Love on a Plate

Love on a Plate
Documenting my journey to learn how to cook

Ginger Syrup and Candied Ginger

This is simple recipe produces both great ginger syrup (useful in cocktails or to make your own ginger ale) and candied ginger.

 

2 cups peeled fresh ginger chopped or sliced as you like*

2 1/4 cups sugar

6 cups water

 

*You will be using this ginger to also create the candied ginger, so slice it how you would like to eat it, realizing the bigger chunks take a lot longer to cook.

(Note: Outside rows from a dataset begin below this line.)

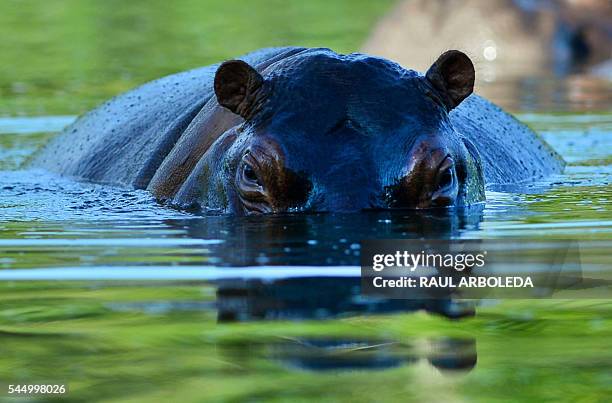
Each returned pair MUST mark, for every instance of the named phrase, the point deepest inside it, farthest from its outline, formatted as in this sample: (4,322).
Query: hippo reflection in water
(295,129)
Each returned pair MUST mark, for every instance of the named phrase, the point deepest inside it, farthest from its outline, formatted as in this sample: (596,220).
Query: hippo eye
(249,173)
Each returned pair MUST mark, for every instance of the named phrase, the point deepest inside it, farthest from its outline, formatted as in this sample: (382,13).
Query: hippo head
(329,132)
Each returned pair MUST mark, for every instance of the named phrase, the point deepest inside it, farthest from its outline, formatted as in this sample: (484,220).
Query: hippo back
(509,150)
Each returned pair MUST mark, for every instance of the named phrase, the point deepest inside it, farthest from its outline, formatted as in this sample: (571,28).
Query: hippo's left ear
(236,85)
(453,76)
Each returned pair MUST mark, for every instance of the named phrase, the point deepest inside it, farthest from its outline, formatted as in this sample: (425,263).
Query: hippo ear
(236,84)
(453,76)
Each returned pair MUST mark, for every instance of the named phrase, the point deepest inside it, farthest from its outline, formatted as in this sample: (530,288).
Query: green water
(271,339)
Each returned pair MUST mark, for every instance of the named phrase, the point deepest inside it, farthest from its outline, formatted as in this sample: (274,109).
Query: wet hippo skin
(297,129)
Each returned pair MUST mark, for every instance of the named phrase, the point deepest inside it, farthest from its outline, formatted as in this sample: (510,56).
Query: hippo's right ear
(236,85)
(453,76)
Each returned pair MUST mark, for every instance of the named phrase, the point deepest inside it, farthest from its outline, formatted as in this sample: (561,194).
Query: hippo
(304,130)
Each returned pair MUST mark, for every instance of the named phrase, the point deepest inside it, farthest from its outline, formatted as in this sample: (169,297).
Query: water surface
(269,308)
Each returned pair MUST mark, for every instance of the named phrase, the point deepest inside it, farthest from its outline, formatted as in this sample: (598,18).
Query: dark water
(269,308)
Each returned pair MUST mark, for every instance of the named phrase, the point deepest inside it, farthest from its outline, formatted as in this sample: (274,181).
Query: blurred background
(290,338)
(65,56)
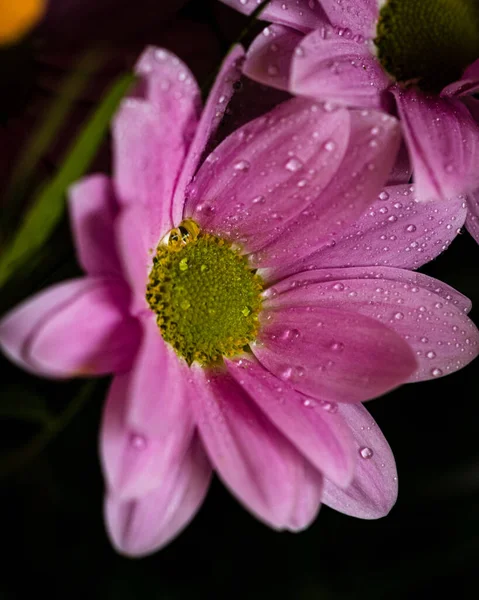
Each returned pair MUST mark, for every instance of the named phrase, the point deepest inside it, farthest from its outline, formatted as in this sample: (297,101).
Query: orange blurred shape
(17,17)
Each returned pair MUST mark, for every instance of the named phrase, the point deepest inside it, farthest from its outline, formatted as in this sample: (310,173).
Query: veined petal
(333,355)
(211,116)
(443,142)
(92,212)
(358,16)
(431,319)
(314,428)
(302,15)
(472,221)
(142,525)
(257,463)
(269,57)
(373,491)
(329,67)
(372,148)
(147,425)
(397,230)
(81,327)
(152,133)
(265,174)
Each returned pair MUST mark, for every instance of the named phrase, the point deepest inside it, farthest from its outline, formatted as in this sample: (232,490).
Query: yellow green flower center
(428,43)
(206,296)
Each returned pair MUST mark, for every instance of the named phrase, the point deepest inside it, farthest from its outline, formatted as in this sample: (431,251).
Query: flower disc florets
(428,42)
(205,295)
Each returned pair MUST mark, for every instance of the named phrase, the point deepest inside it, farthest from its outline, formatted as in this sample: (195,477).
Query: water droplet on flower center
(205,295)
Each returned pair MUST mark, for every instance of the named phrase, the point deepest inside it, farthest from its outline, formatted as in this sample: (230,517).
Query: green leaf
(49,206)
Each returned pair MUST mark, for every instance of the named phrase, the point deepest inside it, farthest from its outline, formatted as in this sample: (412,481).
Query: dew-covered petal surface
(269,170)
(147,425)
(330,67)
(81,327)
(313,427)
(152,132)
(372,147)
(374,489)
(443,143)
(92,213)
(472,221)
(255,461)
(397,230)
(302,15)
(269,57)
(423,311)
(332,354)
(211,117)
(352,16)
(142,525)
(468,84)
(136,251)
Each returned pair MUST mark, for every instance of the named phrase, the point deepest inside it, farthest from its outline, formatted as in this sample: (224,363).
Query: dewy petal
(333,355)
(147,425)
(371,152)
(328,67)
(468,84)
(314,428)
(152,134)
(211,117)
(373,491)
(443,142)
(80,327)
(357,16)
(397,230)
(472,221)
(92,212)
(257,463)
(302,15)
(269,57)
(420,309)
(143,525)
(266,172)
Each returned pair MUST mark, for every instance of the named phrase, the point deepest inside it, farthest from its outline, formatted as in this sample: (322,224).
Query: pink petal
(373,491)
(443,142)
(397,230)
(468,84)
(372,147)
(143,525)
(472,221)
(81,327)
(359,16)
(267,171)
(432,322)
(333,355)
(302,15)
(92,211)
(211,117)
(269,56)
(313,427)
(152,135)
(136,251)
(331,68)
(257,463)
(147,425)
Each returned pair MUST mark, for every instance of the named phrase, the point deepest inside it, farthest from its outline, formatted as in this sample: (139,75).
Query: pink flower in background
(334,51)
(243,308)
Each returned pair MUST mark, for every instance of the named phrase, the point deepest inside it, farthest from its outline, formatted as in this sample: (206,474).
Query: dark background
(51,490)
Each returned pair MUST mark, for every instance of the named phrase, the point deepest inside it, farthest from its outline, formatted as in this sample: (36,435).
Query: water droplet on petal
(365,452)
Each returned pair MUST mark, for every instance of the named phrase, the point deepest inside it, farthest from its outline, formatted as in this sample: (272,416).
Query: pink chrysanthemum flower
(220,299)
(416,59)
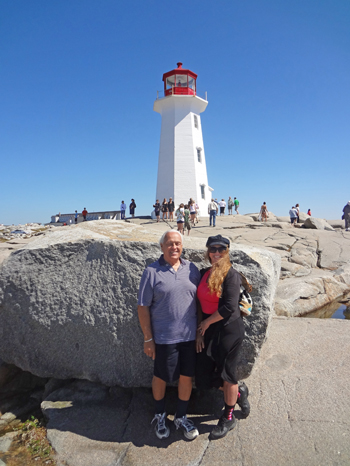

  1.  Peel and slice or chop the ginger (see note above)
  2.  In a medium heavy saucepan, combine the ginger, 2 cups sugar and the water. Bring to a boil. Then reduce heat to a simmer.
  3. Simmer for 1 hour (or more depending on how thinly you’ve sliced your ginger)
  4. Meanwhile, line a small sheet pan with wax or parchment paper. Spread the remaining 1/4 cup sugar on the lined sheet pan.
  5.  When the ginger is done (it will be soft), pour syrup through strainer into a container. Save the ginger pieces and toss them in the sugar on the cookie sheet. Spread them out on the sheet and let dry for several hours, or overnight.
  6. Let the ginger syrup cool, then refrigerate. If you want a thicker ginger syrup, continue to cook over medium-low heat until it reaches the consistency you want.